What if we created a dynamic new hospital centered around patient recovery and connections to nature while also responding to a clients strict programmatic needs and expresses their unique organizational motto, "Life in Motion?" Scheduled to open in the fall of 2016, the existing Hartford Hospital campus will expand to include this new state of the art 250,000-square-foot, 60-bed inpatient orthopedic hospital with a surgical center, imaging facility, rehabilitation clinic, administrative spaces, amenities for patients and staff, and an adjoining medical office building. Appearing as a series of undulating white forms the plate metal exterior continuously wraps the building moving inward and outward shaped specifically by the efficiency of each floors layout. The overall building bends at the center to create an expansive two-story covered drop-off area & lobby allowing light and nature to flood the inner most parts of the building, and the resulting corner garden at the intersection connects the hospital with the F.L. Olmsted-designed park to the South. To maximize natural day-lighting and views to the surrounding parks public areas have floor-to-ceiling glass, patient rooms look out over gardens, and everywhere except for sensitive operation rooms have a direct view to the outside.
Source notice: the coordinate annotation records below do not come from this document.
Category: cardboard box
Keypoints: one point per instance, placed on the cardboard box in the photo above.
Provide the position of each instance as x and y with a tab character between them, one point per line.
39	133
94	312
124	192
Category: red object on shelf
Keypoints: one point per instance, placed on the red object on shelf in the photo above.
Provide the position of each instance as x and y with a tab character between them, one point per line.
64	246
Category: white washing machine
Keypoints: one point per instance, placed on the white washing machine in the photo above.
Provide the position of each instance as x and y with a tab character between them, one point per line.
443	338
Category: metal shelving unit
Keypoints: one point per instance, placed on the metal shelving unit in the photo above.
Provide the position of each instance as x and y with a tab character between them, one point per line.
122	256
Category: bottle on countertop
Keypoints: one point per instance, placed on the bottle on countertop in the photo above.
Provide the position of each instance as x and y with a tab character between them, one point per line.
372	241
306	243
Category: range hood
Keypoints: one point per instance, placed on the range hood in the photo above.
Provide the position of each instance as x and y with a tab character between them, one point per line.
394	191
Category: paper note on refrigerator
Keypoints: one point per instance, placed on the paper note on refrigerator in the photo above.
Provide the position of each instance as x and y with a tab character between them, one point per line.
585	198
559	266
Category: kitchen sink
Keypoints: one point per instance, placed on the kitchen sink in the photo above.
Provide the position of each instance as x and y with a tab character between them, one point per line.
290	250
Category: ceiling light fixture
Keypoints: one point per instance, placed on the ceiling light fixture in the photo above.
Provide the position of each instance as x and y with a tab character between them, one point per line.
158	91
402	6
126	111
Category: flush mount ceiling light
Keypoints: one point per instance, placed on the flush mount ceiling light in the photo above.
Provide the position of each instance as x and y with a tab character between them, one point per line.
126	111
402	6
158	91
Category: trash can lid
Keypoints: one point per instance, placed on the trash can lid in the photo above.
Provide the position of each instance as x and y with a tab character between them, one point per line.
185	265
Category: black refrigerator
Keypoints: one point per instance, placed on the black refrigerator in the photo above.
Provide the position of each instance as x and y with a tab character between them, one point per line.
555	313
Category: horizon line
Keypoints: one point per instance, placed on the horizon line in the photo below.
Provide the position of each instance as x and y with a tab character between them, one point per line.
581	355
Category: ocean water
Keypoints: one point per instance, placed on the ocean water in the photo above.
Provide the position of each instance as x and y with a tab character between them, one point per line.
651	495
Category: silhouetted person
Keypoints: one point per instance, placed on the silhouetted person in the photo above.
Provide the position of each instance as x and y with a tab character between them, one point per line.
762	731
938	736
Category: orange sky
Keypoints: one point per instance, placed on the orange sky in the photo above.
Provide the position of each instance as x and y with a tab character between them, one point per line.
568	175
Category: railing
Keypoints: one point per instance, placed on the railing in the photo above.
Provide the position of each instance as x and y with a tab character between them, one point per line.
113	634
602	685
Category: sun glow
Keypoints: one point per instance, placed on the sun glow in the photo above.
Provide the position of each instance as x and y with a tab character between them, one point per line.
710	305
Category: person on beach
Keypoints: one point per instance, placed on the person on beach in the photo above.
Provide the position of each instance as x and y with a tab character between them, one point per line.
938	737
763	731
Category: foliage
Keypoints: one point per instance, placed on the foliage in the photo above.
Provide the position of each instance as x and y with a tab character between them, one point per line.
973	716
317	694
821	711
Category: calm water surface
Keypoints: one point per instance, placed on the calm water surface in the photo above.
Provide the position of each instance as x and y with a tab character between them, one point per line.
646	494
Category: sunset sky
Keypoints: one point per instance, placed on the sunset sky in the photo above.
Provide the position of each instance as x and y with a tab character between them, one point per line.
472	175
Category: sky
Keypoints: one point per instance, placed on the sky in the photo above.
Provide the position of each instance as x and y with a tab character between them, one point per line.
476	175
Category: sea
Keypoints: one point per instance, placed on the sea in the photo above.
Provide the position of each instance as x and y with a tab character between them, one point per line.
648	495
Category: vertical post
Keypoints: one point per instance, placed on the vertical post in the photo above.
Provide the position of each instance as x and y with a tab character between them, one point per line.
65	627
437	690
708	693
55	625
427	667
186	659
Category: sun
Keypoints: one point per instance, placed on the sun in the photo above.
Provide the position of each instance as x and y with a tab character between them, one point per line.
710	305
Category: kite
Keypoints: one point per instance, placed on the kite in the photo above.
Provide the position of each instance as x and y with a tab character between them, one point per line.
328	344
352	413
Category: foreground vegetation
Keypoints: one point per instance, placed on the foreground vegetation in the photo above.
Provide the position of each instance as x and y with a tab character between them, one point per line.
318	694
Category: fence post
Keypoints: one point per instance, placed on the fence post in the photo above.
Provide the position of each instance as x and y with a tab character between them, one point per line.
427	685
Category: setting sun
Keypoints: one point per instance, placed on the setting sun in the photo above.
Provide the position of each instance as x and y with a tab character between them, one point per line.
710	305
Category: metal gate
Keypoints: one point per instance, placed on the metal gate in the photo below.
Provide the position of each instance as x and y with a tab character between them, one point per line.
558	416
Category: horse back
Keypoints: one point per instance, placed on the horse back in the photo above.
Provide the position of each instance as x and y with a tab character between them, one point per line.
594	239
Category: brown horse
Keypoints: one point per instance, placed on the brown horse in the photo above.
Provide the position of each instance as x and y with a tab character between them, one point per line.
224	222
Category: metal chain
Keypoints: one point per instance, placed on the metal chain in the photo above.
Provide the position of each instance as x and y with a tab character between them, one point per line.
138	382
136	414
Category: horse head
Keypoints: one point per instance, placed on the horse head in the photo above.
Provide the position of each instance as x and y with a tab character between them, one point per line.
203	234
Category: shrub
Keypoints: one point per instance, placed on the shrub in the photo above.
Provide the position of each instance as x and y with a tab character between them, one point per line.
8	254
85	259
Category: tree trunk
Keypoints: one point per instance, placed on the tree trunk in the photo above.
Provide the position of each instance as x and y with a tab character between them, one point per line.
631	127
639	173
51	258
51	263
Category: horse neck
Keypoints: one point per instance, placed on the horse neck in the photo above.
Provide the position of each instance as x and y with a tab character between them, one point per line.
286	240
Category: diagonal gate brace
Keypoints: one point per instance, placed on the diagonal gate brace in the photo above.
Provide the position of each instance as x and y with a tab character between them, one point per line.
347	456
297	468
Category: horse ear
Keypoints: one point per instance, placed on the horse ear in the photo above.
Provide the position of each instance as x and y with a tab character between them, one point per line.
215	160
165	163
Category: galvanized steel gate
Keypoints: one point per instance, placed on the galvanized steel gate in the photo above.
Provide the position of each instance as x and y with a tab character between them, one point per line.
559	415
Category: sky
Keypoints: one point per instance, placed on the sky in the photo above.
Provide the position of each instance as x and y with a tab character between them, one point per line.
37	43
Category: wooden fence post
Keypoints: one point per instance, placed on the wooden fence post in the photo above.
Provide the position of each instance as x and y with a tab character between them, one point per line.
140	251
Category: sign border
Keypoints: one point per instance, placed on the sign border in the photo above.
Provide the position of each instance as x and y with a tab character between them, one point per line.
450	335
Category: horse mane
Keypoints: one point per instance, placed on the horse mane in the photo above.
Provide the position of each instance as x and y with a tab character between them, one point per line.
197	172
The Institute’s innovation in design extends to the patient experience: upon arrival, patients use a variety of interactive media to expedite admission processes and learn more about conditions and treatments. The lobby design features a sinuous balcony that mirrors a ‘connective tissue,’ linking both halves of the building. Specifically shaped by how we live and to address the complex issues of healing environments, the idea was to design a building molded to react to it’s context and program, creating patient gardens and a new gateway for the hospital. The design creates a more patient centered healing environment and hopefully changes the way we look at hospitals.